Upgrades and data propagation
There are three main areas that will trigger rolling upgrades across the Nodes when they are changed:
- OCP Version dictated by
spec.release
. - Machine configuration via
spec.config
, a knob formachineconfiguration.openshift.io
. - Platform specific changes via
.spec.platform
. Some fields might be immutable whereas other might allow changes e.g. aws instance type.
Some cluster config changes (e.g. proxy, certs) may also trigger a rolling upgrade if the change needs to be propagated to the node.
NodePools support two types of rolling upgrades: Replace and InPlace, specified via UpgradeType.
Important
You cannot switch the UpgradeType once the NodePool is created. You must specify UpgradeType during NodePool creation. Modifying the field after the fact may cause nodes to become unmanaged.
Replace Upgrades
This will create new instances in the new version while removing old nodes in a rolling fashion. This is usually a good choice in cloud environments where this level of immutability is cost effective.
InPlace Upgrades
This will directly perform updates to the Operating System of the existing instances. This is usually a good choice for environments where the infrastructure constraints are higher e.g. bare metal.
When you are using in place upgrades, Platform specific changes will only affect upcoming new Nodes.
Data propagation
There some fields which will only propagate in place regardless of the upgrade strategy that is set.
.spec.nodeLabels
and .spec.taints
will be propagated only to new upcoming machines.
Triggering Upgrades examples
Upgrading to a new OCP version
These upgrades can be triggered via changing the spec.release.image
of the NodePool. Note that you should only upgrade NodePools to the current version of the Hosted Control Plane.
Adding a new MachineConfig
You can create a MachineConfig inside a ConfigMap in the management cluster as follows:
apiVersion: v1
kind: ConfigMap
metadata:
name: ${CONFIGMAP_NAME}
namespace: clusters
data:
config: |
apiVersion: machineconfiguration.openshift.io/v1
kind: MachineConfig
metadata:
labels:
machineconfiguration.openshift.io/role: worker
name: ${MACHINECONFIG_NAME}
spec:
config:
ignition:
version: 3.2.0
storage:
files:
- contents:
source: data:...
mode: 420
overwrite: true
path: ${PATH}
Once that is applied to the cluster, you can specify that to the NodePool via:
spec:
config:
- name: ${CONFIGMAP_NAME}
Scale Down
Scaling a NodePool down will remove Nodes from the hosted cluster.
Scaling To Zero
Node(s) can become stuck when removing all Nodes from a cluster (scaling NodePool(s) down to zero) because the Node(s) cannot be drained successfully from the cluster.

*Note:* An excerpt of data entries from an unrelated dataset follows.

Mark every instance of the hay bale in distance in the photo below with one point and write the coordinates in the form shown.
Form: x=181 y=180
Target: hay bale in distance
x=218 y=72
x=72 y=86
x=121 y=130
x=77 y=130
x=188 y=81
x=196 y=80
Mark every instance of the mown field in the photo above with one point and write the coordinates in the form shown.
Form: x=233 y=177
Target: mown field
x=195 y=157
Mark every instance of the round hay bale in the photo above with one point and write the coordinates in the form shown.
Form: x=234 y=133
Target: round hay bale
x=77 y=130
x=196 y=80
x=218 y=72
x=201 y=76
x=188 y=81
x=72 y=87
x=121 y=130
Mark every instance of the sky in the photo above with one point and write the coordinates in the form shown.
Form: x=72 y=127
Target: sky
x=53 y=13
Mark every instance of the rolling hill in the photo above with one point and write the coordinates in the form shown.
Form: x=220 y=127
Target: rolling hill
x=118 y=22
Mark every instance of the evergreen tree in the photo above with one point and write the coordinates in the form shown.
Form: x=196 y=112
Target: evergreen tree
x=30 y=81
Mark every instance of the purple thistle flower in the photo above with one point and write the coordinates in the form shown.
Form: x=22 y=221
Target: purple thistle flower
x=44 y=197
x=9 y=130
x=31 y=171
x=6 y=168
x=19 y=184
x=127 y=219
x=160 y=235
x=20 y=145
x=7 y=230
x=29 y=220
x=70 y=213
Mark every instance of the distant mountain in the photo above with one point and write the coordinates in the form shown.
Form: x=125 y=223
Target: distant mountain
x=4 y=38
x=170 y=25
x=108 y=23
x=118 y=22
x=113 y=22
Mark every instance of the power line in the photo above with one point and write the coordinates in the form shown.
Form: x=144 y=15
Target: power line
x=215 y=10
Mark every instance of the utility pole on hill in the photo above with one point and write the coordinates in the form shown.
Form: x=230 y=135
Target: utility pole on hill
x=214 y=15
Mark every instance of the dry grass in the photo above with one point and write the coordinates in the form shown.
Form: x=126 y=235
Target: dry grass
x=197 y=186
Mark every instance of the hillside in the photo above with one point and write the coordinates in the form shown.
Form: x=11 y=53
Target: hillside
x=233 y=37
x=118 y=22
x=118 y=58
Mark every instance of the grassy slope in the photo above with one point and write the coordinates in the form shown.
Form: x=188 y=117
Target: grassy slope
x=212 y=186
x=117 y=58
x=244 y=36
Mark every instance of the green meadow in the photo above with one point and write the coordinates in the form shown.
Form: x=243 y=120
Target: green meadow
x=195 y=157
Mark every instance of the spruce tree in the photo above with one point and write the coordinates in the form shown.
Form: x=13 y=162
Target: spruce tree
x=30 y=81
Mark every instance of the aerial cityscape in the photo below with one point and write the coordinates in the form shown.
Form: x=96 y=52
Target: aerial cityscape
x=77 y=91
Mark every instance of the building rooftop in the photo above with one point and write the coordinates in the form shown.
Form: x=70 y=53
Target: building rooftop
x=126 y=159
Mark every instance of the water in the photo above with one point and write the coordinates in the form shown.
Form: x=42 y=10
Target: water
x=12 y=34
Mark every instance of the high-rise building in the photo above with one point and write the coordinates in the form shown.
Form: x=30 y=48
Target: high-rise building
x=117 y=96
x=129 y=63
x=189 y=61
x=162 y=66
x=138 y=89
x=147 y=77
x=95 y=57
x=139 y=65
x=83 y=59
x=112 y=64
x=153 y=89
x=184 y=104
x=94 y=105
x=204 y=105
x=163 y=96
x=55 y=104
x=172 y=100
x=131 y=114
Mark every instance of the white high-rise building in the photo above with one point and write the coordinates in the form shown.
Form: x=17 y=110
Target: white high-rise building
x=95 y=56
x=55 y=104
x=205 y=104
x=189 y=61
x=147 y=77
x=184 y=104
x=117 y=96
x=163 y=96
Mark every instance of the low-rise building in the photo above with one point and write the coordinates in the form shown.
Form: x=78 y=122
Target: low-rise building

Several conditions can prevent Node(s) from being drained successfully:
- The hosted cluster contains
PodDisruptionBudgets
that require at least - The hosted cluster contains pods that use `PersistentVolumes``
Prevention
To prevent Nodes from becoming stuck when scaling down, set the .spec.nodeDrainTimeout
and .spec.nodeVolumeDetachTimeout
in the NodePool CR to a value greater than 0s
.
This forces Nodes to be removed once the timeout specified in the field has been reached, regardless of whether the node can be drained or the volumes can be detached successfully.
Note
See the Hypershift API reference page for more details.